Die hessische Landesregierung macht Eltern Hoffnungen, dass viele Kinder von der nächsten Woche an wieder in Kitas betreut werden können. Mit der bisherigen Corona-Notbetreuung seien die Einrichtungen im Schnitt zu rund 20 Prozent ausgelastet gewesen, berichteten Ministerpräsident Volker Bouffier (CDU) und Sozialminister Kai Klose (Grüne) am Mittwoch im Hessischen Landtag. Daher liege es auf der Hand, dass es durch die Öffnung vom kommenden Dienstag an „viele freie Plätze“ geben werde, sagte Klose.
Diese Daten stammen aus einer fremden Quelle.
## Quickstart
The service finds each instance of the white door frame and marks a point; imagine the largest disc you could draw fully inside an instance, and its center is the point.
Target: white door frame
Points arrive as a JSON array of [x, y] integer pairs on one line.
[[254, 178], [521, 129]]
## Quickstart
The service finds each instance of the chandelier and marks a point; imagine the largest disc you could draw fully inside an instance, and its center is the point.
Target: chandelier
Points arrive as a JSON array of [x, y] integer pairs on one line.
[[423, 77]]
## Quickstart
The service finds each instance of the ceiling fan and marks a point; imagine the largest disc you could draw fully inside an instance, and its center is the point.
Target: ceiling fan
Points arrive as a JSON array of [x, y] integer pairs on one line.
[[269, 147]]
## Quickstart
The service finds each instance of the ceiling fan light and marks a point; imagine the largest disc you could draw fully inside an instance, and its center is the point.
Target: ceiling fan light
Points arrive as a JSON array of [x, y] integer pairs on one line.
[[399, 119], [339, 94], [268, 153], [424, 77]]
Die Landtagsopposition bezweifelt das, zumal kranke oder vorerkrankte Erzieherinnen und Erzieher weiterhin fehlten. Das, was vom 2. Juni an gelte, sei „kein eingeschränkter Regelbetrieb, sondern ein schlechter Scherz“, formulierte die SPD-Fraktionsvorsitzende Nancy Faeser. Sie erwarte, dass sich Eltern darüber streiten werden, welche Kinder betreut werden können und welche nicht. „Sie produzieren Klagen ohne Ende!“, rief Faeser in Richtung des Sozialministers.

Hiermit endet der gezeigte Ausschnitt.